VANCOUVER -- Vancouver school trustees will be drafting a motion to review police in schools after elementary school teachers voted against inviting VPD or RCMP officers to school events.

The motion comes amidst North America-wide protests that have drawn attention to police brutality and racial profiling of Black and Indigenous people. The protests were initially sparked by the death of George Floyd at the hands of police in Minneapolis, but quickly spread to other countries.

On Tuesday, members of the Vancouver Elementary School Teachers Association passed a motion that called for “no VPD or RCMP officers be invited to school events and that members no longer plan or attend events where VPD or RCMP officers are invited, until both organizations take clear steps to address the disproportionate repression of Black, Indigenous and People of Colour.”

The chair of the Vancouver School Board, Janet Fraser, said three trustees are in the process of drafting a motion for the next board meeting on Monday that will look at the role of the Vancouver Police Department and RCMP in schools.

The motion will likely call for a suspension of the school liaison officer program during the review, Fraser said.

Yasin Kiraga said he’s heard of many examples where teachers call police to deal with students who are having social or behavioural problems in school. Kiraga, a co-founder of the African Descent Society BC, said it’s a heavy-handed approach.
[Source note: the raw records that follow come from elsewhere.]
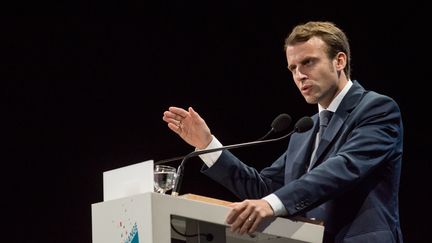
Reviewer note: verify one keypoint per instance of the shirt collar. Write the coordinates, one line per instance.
(337, 100)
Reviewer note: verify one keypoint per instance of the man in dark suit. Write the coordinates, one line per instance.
(346, 175)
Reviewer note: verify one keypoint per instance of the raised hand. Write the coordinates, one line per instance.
(189, 125)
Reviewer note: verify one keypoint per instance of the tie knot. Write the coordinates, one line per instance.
(325, 116)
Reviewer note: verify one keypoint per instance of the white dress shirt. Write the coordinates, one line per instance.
(276, 204)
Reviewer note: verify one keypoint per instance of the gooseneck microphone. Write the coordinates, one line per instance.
(280, 123)
(302, 125)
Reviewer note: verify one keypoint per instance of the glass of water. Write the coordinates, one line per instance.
(164, 178)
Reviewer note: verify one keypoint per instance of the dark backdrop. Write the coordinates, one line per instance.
(86, 83)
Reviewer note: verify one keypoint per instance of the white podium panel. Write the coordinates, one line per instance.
(148, 218)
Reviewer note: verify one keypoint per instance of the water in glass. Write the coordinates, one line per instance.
(164, 178)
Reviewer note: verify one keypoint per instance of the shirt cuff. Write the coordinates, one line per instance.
(210, 158)
(277, 205)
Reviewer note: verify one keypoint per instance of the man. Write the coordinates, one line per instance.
(347, 176)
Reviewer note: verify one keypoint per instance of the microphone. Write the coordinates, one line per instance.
(303, 124)
(280, 123)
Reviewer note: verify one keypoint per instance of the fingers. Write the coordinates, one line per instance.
(175, 116)
(246, 216)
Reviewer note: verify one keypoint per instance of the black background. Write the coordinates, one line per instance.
(86, 84)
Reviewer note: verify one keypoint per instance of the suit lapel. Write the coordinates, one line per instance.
(349, 102)
(302, 151)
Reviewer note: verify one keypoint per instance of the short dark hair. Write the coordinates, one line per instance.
(333, 36)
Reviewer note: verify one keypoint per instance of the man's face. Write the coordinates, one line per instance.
(315, 75)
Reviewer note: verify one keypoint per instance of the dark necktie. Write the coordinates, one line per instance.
(325, 116)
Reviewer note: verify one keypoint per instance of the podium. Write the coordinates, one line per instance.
(158, 218)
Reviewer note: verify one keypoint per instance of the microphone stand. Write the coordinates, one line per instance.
(180, 169)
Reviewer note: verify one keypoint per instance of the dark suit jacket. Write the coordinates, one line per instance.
(354, 182)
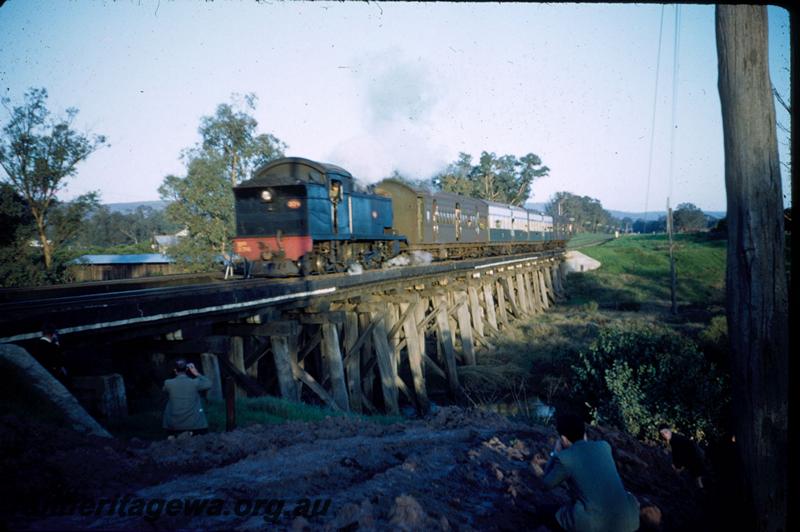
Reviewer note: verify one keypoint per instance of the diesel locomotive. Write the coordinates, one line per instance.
(297, 217)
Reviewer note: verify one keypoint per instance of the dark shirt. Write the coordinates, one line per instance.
(49, 355)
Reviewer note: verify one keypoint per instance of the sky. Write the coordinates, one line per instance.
(376, 87)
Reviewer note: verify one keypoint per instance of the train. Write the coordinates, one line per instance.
(297, 217)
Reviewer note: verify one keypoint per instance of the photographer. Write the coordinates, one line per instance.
(184, 411)
(599, 500)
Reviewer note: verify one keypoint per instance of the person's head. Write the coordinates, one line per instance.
(180, 366)
(571, 427)
(49, 331)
Often when Black students are having problems in school, it’s because of issues like bullying or feeling isolated or marginalized, Kiraga said.
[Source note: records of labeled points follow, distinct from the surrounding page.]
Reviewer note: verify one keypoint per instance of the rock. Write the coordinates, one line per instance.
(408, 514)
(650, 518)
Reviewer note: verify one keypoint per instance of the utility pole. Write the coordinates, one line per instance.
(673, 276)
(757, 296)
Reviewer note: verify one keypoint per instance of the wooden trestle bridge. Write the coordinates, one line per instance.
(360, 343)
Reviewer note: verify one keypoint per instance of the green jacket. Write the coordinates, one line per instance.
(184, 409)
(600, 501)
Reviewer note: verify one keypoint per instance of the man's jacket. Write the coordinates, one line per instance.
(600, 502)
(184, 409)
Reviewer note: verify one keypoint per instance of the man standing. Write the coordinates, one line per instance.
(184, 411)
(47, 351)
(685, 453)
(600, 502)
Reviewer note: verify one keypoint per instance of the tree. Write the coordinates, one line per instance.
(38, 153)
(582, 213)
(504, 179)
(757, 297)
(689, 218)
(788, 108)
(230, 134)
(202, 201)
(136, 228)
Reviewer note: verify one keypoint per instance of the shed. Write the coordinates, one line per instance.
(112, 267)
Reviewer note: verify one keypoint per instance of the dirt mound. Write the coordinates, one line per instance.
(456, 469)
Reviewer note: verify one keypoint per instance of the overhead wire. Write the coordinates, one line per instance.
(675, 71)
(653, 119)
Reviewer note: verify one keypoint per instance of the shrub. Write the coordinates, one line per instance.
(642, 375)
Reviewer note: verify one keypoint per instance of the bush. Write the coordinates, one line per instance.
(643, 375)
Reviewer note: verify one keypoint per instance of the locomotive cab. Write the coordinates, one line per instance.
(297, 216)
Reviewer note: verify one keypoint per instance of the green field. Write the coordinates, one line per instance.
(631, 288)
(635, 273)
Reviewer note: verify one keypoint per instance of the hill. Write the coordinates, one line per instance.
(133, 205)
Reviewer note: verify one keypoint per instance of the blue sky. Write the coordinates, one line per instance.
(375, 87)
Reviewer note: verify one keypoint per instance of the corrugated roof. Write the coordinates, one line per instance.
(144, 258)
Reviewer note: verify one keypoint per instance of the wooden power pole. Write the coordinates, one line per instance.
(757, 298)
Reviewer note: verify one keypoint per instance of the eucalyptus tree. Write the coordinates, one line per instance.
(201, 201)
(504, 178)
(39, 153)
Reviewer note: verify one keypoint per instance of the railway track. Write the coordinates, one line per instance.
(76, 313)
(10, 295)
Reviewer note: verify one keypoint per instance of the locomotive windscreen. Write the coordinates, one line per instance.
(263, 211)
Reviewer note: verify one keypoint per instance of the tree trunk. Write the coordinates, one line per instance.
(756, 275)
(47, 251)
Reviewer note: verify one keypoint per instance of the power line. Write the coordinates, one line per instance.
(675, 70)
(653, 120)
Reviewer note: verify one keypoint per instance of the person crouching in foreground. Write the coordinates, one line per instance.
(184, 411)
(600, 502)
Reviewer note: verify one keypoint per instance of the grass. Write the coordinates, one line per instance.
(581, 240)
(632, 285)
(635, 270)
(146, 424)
When it comes to police coming into schools to do community outreach, Kiraga said that causes stress and anxiety for many Black students who are already traumatized.

“They have not heard good things about the Vancouver police from their parents, from social media,” Kiraga said. “Especially this time right now, with George Floyd and protests against police brutality everywhere.”

As well as reviewing the role of police in schools, Kiraga said it’s also important to introduce curriculum to teach Black history and culture in B.C. -- something that's currently not a part of the province's curriculum.